1998: Wandhama Massacre:
The eve of Ramadhan 27, Muslims believe, is better than 1000 months. On this night people change, their lives change, and their destiny changes. But in 1998, the blessed night witnessed the cold- blooded massacre of scores of villagers in a small hamlet in Gandarbal. This inhuman act changed Kashmir for good.
That year, the blessed night fell on January 25. In the entire Valley, people were immersed in prayer in mosques. The local mosque in Wandhama was no exception. At around 11.45 p.m. wailing women came rushing towards the masjid, and in no time, the blessed night turned into a nightmare for the villagers. Twenty-three residents, all Kashmiri Pandits, had been massacred in cold blood by masked gunmen.
The victims had resisted the migration of the Pandits in the early 90s and decided to stay back in the strife-torn Valley. The massacre evoked severe reactions across Kashmir. People demanded an impartial probe and severe punishment for those responsible. The Valley’s age-old bonds of brotherhood and peaceful co-existence were damaged further. The abode of the saints witnessed yet another migration. .
Sixteen-year-old Manoj Kumar Dhar, the lone eyewitness to the gruesome incident, said: “A group of masked gunmen barged into my house at about 11:30 p.m. and forced the inmates to come out. I jumped out of the wall of my house. As soon as my father, brothers and sisters came out, the gunmen shot them one by one. They cried and begged for life but the masked men showed no mercy. A gunman spotted me and asked me to come out, but I hid myself beneath a heap of saw dust stored in the house. They fired indiscriminately in the rooms and at the walls from all sides. Then they left, thinking I too was dead. I could not identify them, but they were speaking Urdu,”
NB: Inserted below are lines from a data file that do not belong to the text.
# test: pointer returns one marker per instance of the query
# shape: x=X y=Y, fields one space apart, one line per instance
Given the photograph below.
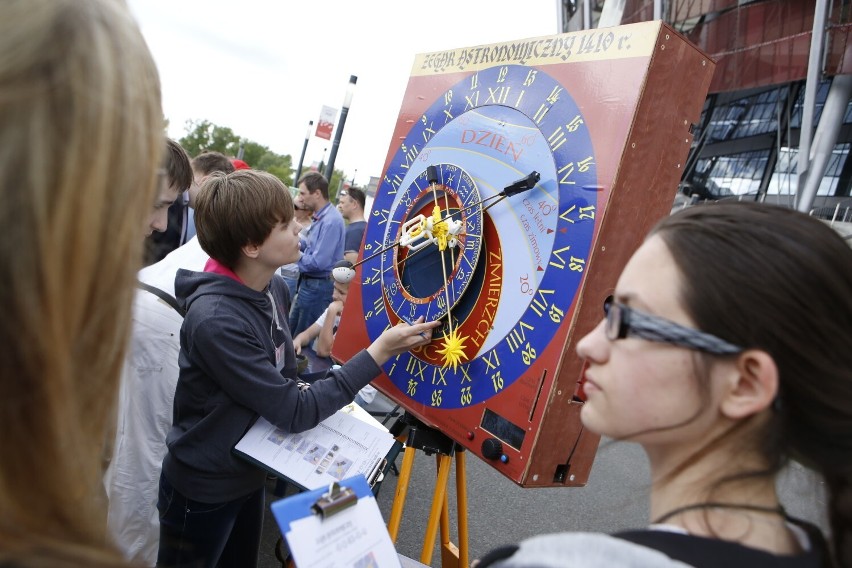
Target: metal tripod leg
x=428 y=440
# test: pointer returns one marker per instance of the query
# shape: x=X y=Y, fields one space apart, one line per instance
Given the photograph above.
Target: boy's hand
x=334 y=309
x=401 y=338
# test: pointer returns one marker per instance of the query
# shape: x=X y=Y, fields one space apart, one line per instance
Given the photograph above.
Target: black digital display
x=503 y=429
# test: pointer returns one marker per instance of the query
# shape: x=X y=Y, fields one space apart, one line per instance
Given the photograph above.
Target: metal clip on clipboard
x=335 y=500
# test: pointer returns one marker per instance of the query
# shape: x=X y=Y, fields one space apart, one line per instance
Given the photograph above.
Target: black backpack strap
x=703 y=552
x=164 y=296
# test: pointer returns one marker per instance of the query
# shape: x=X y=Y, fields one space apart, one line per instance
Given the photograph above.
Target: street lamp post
x=304 y=149
x=347 y=101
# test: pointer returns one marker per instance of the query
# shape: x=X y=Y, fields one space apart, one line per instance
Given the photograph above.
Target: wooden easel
x=431 y=441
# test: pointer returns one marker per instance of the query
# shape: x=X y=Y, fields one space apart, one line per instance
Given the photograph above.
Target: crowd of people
x=722 y=352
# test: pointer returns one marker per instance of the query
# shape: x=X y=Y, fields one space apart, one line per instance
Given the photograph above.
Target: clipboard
x=348 y=443
x=336 y=526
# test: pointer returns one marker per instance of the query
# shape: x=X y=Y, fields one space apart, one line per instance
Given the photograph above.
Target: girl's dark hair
x=775 y=279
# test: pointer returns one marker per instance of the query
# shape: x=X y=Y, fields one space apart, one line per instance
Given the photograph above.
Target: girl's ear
x=753 y=385
x=251 y=251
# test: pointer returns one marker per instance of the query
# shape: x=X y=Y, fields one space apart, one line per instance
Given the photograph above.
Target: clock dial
x=437 y=221
x=515 y=277
x=592 y=114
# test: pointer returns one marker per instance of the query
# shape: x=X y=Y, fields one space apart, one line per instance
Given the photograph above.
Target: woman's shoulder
x=589 y=550
x=637 y=549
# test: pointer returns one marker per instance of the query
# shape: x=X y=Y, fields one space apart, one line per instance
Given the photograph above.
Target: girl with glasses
x=724 y=352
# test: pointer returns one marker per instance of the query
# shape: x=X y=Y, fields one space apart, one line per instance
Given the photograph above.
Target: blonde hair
x=81 y=135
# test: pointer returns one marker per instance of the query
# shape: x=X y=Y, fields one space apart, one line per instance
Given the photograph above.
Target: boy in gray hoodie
x=237 y=363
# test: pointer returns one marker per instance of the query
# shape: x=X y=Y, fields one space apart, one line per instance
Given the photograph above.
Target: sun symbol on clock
x=453 y=349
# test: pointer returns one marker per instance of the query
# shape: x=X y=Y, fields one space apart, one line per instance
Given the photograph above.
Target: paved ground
x=500 y=512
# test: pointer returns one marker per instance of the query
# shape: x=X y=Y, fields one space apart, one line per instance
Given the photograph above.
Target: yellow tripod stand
x=431 y=441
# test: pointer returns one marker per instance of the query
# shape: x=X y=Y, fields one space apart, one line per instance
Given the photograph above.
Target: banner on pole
x=326 y=122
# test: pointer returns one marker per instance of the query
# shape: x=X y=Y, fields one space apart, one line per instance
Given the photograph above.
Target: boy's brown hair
x=208 y=162
x=239 y=209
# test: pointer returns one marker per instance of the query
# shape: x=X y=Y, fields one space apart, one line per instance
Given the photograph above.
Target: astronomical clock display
x=520 y=178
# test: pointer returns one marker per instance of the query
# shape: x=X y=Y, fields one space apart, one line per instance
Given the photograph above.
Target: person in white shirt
x=146 y=394
x=321 y=333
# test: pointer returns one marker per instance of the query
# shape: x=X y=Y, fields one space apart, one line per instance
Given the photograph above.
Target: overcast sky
x=265 y=68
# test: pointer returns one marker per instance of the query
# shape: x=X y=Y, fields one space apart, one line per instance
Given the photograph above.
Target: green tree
x=204 y=136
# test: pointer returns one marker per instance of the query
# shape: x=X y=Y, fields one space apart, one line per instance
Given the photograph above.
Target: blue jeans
x=312 y=299
x=206 y=535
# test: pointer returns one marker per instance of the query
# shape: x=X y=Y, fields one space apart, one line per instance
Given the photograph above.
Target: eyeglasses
x=622 y=322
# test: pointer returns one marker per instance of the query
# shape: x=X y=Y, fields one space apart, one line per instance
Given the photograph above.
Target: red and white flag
x=326 y=122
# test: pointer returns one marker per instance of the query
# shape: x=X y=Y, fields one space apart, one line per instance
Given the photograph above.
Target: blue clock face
x=513 y=288
x=422 y=278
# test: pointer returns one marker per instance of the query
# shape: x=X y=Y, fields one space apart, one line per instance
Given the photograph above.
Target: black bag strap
x=164 y=296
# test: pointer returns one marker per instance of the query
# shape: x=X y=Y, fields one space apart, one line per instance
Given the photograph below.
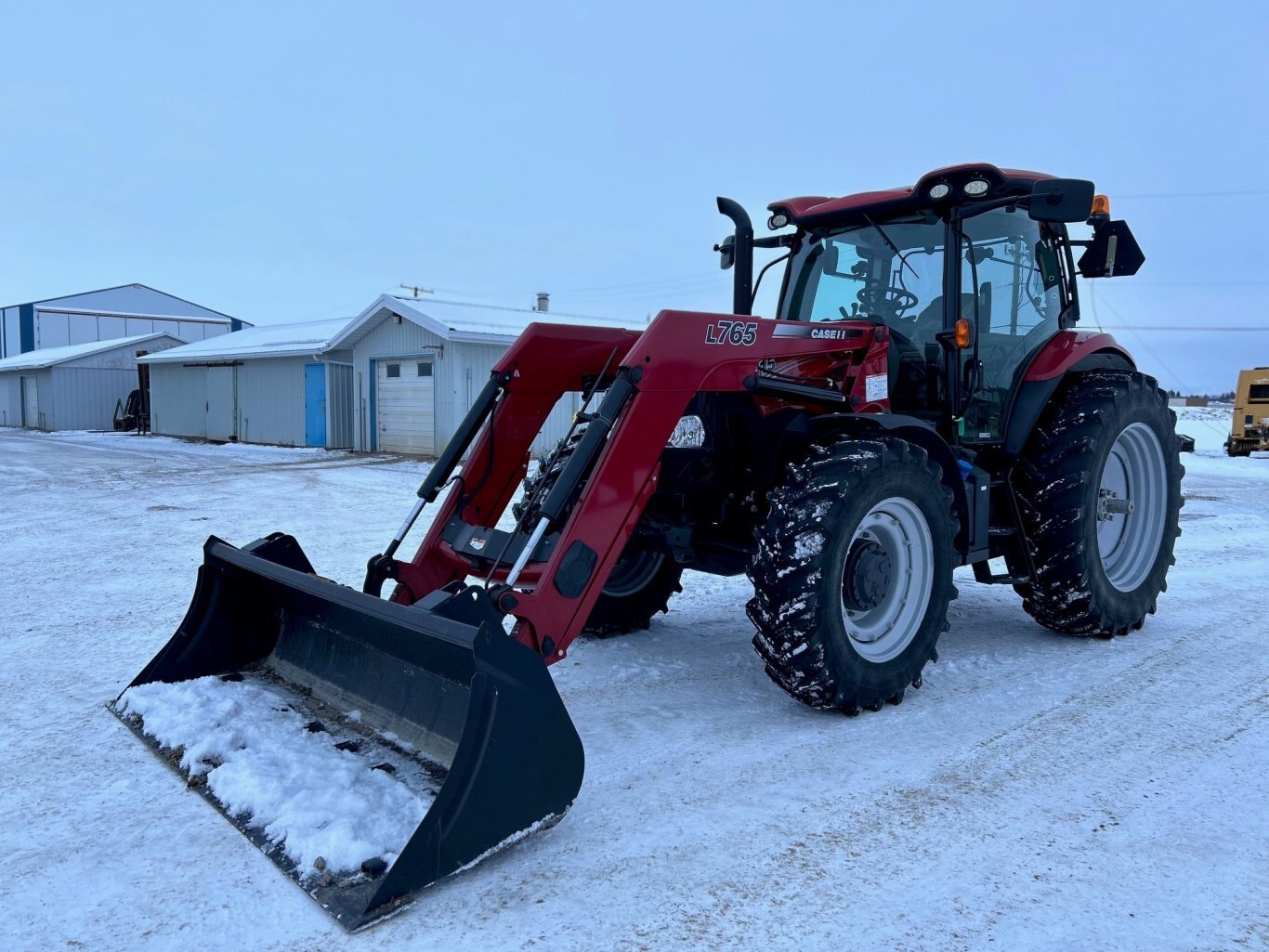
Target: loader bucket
x=436 y=697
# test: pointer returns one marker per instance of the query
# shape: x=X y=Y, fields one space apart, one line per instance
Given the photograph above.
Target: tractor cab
x=971 y=272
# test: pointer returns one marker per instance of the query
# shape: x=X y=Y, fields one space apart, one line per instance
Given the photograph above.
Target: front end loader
x=922 y=401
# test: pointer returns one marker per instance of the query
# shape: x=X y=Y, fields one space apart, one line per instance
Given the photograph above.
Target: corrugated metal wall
x=405 y=339
x=177 y=400
x=339 y=405
x=59 y=329
x=84 y=398
x=10 y=398
x=270 y=401
x=460 y=371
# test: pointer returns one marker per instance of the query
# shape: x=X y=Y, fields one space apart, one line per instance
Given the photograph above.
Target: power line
x=1198 y=194
x=1193 y=331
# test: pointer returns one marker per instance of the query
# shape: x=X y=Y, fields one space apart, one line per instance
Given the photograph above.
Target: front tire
x=1099 y=489
x=853 y=574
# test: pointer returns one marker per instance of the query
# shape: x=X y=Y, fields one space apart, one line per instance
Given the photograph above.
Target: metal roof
x=300 y=339
x=62 y=298
x=52 y=356
x=460 y=321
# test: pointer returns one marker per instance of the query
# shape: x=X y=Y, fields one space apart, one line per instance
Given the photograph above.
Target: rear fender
x=1068 y=352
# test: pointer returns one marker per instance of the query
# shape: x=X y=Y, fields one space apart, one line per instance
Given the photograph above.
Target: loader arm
x=678 y=357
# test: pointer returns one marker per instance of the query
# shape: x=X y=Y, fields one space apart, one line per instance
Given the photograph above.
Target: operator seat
x=911 y=388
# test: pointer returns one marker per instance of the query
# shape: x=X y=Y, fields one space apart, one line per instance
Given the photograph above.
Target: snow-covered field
x=1037 y=792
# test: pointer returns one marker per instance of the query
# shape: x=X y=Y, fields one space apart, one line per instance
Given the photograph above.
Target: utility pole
x=415 y=291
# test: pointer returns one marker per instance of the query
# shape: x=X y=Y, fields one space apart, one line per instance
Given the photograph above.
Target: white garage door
x=404 y=408
x=30 y=402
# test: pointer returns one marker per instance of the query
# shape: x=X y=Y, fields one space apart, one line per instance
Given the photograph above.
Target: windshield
x=890 y=272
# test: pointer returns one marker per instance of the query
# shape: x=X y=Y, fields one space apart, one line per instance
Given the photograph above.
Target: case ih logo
x=739 y=333
x=831 y=334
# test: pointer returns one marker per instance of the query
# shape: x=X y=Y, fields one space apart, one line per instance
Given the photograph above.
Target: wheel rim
x=634 y=573
x=1131 y=508
x=886 y=579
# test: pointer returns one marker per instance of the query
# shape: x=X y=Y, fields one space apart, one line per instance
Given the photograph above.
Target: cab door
x=1013 y=280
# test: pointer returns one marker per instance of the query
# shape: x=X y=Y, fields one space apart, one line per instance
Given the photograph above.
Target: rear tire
x=853 y=574
x=1108 y=440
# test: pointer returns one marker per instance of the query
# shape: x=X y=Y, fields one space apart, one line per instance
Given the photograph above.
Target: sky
x=291 y=162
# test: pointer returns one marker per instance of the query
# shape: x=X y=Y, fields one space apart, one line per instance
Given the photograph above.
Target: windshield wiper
x=902 y=259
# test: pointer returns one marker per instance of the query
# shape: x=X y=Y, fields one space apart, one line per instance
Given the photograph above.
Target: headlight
x=689 y=433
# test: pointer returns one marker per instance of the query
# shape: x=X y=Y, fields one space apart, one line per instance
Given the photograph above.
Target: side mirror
x=1061 y=200
x=726 y=252
x=1113 y=252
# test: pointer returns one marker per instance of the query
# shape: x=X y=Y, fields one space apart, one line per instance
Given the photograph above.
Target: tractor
x=922 y=400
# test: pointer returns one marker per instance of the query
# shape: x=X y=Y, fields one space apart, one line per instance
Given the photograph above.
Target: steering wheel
x=888 y=298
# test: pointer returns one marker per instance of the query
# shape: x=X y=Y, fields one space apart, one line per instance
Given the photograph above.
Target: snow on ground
x=252 y=748
x=1037 y=792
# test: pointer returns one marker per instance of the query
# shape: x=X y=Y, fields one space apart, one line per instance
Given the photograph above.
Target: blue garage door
x=315 y=404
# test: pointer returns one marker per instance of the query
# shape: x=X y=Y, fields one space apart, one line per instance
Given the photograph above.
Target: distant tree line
x=1226 y=398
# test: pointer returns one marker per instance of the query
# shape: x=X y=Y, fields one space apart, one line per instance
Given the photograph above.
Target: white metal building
x=398 y=378
x=419 y=364
x=108 y=314
x=73 y=387
x=281 y=384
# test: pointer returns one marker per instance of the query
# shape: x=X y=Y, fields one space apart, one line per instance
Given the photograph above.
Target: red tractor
x=922 y=400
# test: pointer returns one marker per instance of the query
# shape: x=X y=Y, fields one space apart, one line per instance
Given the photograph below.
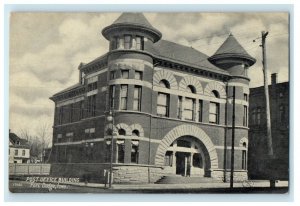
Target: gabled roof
x=68 y=89
x=182 y=54
x=17 y=141
x=232 y=48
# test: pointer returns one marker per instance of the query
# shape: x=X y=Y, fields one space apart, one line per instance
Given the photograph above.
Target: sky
x=46 y=49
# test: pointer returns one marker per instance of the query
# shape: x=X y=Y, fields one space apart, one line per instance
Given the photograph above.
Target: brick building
x=19 y=149
x=260 y=165
x=171 y=104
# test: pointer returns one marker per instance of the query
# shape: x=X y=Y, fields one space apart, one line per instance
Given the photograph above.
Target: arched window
x=109 y=131
x=244 y=156
x=135 y=133
x=281 y=113
x=214 y=109
x=122 y=132
x=215 y=93
x=164 y=83
x=191 y=88
x=163 y=100
x=135 y=151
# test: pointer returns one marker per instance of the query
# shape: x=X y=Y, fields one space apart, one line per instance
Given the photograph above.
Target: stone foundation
x=238 y=175
x=136 y=174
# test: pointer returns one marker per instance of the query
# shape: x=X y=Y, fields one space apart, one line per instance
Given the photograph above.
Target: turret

Sixteen years have passed, but nobody has been brought to justice. The police have failed to identify the killers. The file has been closed and consigned to records. A few days after the incident, the police claimed to have recovered a letter from the site of the massacre in which a thitherto unknown organization, the Intiqaam-ul-Muslimoon, had claimed responsibility for the carnage. According to the police, the letter had been found tagged to one of the bullet-riddled bodies. The police further said that people of both communities in Wandhama had blamed the shifting of an army camp from the area a few months ago.